ABD Başkanı Barack Obama, Viyana'da İran'ın nükleer programı konusunda nihai anlaşmaya varılmasının ardından yaptığı açıklamada "Anlaşmayla İran'ın nükleer silah elde edebileceği tüm yollar kesildi" dedi. Obama, nihai anlaşmanın ABD'nin ve müttefiklerinin ulusal çıkarları doğrultusunda olduğunu belirterek, ABD Kongresi'nin anlaşmayı reddedecek bir yaklaşık sergilememesini istedi. Kongre'ye çağrıda bulunan Obama, "Bu anlaşmanın başarılı şekilde uygulanmasını önleyecek herhangi bir yasayı veto edeceğim" ifadesini kullandı. Obama, Washington'daki sert konuşmaların problemleri çözmediğini vurguladı.
'İRAN ÜZERİNDEN YARATILAN KORKULAR…'
Obama'nın İran üzerinden üretilen korkuları yersiz bulduğuna vurgu yapan Taştekin, "IŞİD'le mücadele de İran sahada önemli rol aldı. Bu rol Amerika'nın şu anda bölgede yürüttüğü politikalarla çakışıyor. İran ve ABD karşı saflarda yer alsalar da aşırıcı gruplara karşı iki ülkenin çıkarları ve hassasiyetleri örtüşüyor" dedi.
Obama'nın Suriye krizinin planlandığı gibi gitmediğini gördüğüne de dikkat çekerek Taştekin'e göre Esad yönetiminin alternatifinin El kaide ya da IŞİD olmadığı ortaya çıktı.
ABD'nin Rusya ile Ukrayna üzerinden sorunlar yaşadığını hatırlatan Taştekin, şunları söyledi: " Ama küresel konularda Rusya ve Çin'in katkısı olmadan çok fazla yol alamayacağını biliyor.
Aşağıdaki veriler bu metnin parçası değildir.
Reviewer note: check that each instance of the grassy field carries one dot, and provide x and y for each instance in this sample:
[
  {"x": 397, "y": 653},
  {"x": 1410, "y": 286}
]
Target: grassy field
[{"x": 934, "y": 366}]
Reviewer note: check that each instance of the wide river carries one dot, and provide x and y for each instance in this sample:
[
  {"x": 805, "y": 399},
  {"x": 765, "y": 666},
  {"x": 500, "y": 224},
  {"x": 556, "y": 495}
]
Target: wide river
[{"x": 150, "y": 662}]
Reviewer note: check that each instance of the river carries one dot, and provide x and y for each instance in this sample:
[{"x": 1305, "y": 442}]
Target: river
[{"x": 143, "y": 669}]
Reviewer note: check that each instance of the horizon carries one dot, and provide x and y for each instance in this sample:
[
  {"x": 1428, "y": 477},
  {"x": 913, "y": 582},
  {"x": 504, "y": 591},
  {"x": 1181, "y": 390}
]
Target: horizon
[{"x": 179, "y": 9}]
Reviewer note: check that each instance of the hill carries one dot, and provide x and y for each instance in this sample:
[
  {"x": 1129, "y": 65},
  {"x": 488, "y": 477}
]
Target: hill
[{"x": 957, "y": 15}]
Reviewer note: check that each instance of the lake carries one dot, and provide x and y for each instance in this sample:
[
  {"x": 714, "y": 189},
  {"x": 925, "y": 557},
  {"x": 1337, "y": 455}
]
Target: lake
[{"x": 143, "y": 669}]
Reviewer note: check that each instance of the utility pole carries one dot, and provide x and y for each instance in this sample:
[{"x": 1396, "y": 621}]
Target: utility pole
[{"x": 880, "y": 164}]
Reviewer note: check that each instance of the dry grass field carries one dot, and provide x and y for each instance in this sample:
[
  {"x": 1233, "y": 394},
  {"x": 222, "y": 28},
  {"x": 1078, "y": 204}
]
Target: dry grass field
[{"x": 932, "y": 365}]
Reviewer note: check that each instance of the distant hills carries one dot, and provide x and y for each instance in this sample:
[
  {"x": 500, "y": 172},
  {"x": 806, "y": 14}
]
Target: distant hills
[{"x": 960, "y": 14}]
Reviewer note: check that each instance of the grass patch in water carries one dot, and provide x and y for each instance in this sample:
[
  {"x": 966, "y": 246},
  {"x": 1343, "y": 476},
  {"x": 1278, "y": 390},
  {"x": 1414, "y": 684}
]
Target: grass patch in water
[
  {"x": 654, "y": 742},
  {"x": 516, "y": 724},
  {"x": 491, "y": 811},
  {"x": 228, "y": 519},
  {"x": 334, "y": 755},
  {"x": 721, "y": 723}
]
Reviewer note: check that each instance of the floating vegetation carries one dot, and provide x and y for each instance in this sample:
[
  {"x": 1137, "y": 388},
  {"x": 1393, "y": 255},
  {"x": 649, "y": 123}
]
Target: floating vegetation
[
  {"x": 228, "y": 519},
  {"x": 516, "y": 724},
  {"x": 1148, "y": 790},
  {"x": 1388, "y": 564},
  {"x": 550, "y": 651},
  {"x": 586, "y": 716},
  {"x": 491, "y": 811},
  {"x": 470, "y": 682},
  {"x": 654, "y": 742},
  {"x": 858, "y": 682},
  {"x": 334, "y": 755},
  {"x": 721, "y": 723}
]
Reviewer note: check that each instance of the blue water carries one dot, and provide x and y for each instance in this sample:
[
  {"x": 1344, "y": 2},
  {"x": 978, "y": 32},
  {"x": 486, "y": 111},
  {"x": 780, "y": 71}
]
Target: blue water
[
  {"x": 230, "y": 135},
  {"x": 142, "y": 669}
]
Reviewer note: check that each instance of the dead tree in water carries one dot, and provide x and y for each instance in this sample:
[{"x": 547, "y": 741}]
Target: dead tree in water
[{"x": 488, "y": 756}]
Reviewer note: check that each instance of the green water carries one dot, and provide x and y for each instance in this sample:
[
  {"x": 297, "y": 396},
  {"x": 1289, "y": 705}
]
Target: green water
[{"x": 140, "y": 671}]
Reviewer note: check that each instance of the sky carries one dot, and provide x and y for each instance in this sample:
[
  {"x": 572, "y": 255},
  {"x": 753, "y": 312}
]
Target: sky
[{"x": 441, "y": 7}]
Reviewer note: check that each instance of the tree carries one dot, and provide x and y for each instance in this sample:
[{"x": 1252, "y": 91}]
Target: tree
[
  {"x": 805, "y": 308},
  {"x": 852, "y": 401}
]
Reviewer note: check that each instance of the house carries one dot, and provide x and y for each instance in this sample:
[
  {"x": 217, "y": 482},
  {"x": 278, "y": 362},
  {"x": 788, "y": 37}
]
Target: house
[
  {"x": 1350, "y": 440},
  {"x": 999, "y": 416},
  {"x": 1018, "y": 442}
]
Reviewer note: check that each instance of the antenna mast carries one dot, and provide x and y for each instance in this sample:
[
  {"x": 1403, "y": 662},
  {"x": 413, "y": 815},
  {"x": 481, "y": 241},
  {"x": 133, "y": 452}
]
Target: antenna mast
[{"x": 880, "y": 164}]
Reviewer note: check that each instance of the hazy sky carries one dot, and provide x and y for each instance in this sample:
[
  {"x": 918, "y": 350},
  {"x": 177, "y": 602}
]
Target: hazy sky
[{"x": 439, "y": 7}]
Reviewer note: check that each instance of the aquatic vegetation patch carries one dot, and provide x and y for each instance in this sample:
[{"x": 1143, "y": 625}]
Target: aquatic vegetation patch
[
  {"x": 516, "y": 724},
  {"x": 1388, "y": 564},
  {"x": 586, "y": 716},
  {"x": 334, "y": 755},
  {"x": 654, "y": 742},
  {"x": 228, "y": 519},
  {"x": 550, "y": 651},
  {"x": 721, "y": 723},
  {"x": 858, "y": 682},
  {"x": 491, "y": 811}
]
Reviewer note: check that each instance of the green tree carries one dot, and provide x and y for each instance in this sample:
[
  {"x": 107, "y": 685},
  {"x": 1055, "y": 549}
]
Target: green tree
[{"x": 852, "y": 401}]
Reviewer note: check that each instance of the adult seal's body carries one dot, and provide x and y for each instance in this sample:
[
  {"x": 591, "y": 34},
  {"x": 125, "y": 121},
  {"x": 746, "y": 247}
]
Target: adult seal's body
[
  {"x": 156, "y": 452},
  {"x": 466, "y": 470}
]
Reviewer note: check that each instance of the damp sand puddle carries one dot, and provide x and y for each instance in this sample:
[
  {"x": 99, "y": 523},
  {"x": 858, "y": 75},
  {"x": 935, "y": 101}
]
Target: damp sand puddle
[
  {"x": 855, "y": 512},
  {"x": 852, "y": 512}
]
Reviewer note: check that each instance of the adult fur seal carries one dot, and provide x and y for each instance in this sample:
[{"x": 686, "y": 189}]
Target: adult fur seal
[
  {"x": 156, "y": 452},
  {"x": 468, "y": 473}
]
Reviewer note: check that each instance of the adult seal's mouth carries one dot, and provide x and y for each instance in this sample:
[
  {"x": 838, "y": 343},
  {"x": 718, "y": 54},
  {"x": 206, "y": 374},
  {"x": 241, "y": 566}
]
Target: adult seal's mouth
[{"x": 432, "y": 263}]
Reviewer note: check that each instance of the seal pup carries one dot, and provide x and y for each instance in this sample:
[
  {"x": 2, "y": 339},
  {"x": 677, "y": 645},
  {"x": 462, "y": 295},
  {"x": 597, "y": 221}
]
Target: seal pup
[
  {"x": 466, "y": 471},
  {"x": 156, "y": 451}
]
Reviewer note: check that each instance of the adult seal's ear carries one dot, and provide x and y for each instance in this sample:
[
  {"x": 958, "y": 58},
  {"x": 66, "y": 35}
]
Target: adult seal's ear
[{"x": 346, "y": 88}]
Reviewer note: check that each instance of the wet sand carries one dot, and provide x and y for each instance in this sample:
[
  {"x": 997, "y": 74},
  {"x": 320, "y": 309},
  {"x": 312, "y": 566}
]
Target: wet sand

Obama'nın Bush'dan farklı olarak müttefiklerle beraber çalışacağız, tek taraflı adım atmayacağız yönünde bir taahhüdü vardı. Obama, dünya güçleri başta BM Güvenlik Konseyi'nin beş daimi üyesi olmak üzere bunlarla işbirliği yaptığı sürece yol alınabileceğini gördü."